Meeting an engineer from one’s own community is a great way to introduce a student to the world of engineering, Hofmann said. Additionally, the program serves to inspire some students who would otherwise be inclined to avoid engineering.
“One girl specifically, from Sheridan, wrote a thank-you note to the engineers, saying ‘You know, I thought engineering was just a guy job, but now I know I can do it, too. I can build buildings in my own community,’” Hofmann said.
The college also reaches out to high school students.
UW hosts a summer camp every June geared toward high school students between their junior and senior years. The engineering summer program — 2017 marks its 30th year — invites gifted students from across the U.S. to explore engineering opportunities in the west, while giving attendees a feel for college life at UW, said Jeff Anderson, assistant academic professional lecturer for the college and summer program organizer.
“It’s really a program that’s designed to inspire future engineers, to give them an opportunity to learn about engineering, careers in engineering, learn about the University of Wyoming and the College of Engineering and Applied Science,” Anderson said.
Roughly half the summer program’s 35 attendees — selected after a competitive application process — are from Wyoming. The rest are from Colorado, California, Nebraska, Virginia and New York.
“We really focus on attracting top students, ones that are really likely to be successful in engineering,” Anderson said.
The high school students attend classes taught by engineering professors and graduate students while staying in the residence halls and eating meals at the Washakie Dining Center, as they would if they were UW students.
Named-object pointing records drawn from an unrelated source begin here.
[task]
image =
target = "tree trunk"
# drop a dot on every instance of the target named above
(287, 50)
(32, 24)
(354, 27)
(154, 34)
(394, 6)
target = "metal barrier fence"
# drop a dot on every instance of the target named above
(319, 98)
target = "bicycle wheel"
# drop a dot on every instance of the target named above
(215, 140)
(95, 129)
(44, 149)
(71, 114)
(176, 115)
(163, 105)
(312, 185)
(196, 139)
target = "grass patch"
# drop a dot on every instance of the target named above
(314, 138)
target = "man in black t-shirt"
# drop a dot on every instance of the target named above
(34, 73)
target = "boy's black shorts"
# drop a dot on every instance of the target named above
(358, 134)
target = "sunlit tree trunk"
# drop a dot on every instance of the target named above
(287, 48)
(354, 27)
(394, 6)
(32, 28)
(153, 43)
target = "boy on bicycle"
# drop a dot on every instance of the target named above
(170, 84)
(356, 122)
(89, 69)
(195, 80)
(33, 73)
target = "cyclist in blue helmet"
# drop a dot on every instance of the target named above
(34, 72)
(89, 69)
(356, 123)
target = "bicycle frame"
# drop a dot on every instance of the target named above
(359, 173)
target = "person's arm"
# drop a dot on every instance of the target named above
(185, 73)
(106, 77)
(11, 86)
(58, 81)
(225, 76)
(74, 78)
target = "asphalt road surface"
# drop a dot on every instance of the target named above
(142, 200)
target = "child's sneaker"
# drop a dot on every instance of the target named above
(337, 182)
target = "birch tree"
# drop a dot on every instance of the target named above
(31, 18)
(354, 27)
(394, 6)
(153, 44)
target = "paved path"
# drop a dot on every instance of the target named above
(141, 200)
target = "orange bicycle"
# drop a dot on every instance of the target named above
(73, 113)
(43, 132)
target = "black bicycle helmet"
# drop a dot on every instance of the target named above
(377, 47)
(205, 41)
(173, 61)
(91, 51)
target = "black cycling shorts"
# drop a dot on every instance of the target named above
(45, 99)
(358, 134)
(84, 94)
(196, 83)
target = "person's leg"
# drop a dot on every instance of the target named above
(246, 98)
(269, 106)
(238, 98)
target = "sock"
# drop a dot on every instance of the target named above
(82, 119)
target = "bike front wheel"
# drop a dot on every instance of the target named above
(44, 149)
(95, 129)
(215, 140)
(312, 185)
“Students get to explore what engineering out in the field looks like, what petroleum engineers kind of focus on,” Anderson said. “Then during the evenings, they have a variety of activities — some which are just geared to get to know each other and some which are geared to show off what the College of Engineering and Applied Science does as far as research.”
Students attending the summer program also have chances to meet one-on-one with instructors and students in the College of Engineering and Applied Science.
“Not only are they gaining exposure to what it’s like to pursue engineering at the college level, but they are getting a basic daily life of what it means to be a college student,” Hofmann said.
The college also hosts a separate camp — geared toward teachers — in July. The engineering summer program for teachers invites instructors from across the state to learn about engineering and how to teach it. The event, which drew 50 attendees in 2016, plans to host roughly 100 this month.
Divided into two week-long camps, the first week brings in first-time attendees, while the second invites back teachers who participated in the program in 2016 to build upon their skill set.
The program includes two follow-up sessions, one in the fall and one in the spring.
“The goal with having those follow-up workshops is just to check in again with the teachers, just to make sure that if they have any sort of technical questions, or need assistance, that we can provide that one-on-one interaction and in-person interaction,” Hofmann said. “And then we also want to share what everyone’s been doing to learn about what maybe another teacher’s doing in a similar school.”
The college plans to do even more to reach these communities and is currently developing a K-12 ambassador program that puts engineering students at UW in contact with elementary and high school students throughout the state.
“I also want to give these kids the opportunity to meet with current students,” she said. “They can see a little bit more of them self in those engineering students, so maybe one day they’ll consider pursuing the career as well.”
The goal of all these programs is to increase interest in the field of engineering while recruiting the best students to UW, Hofmann said.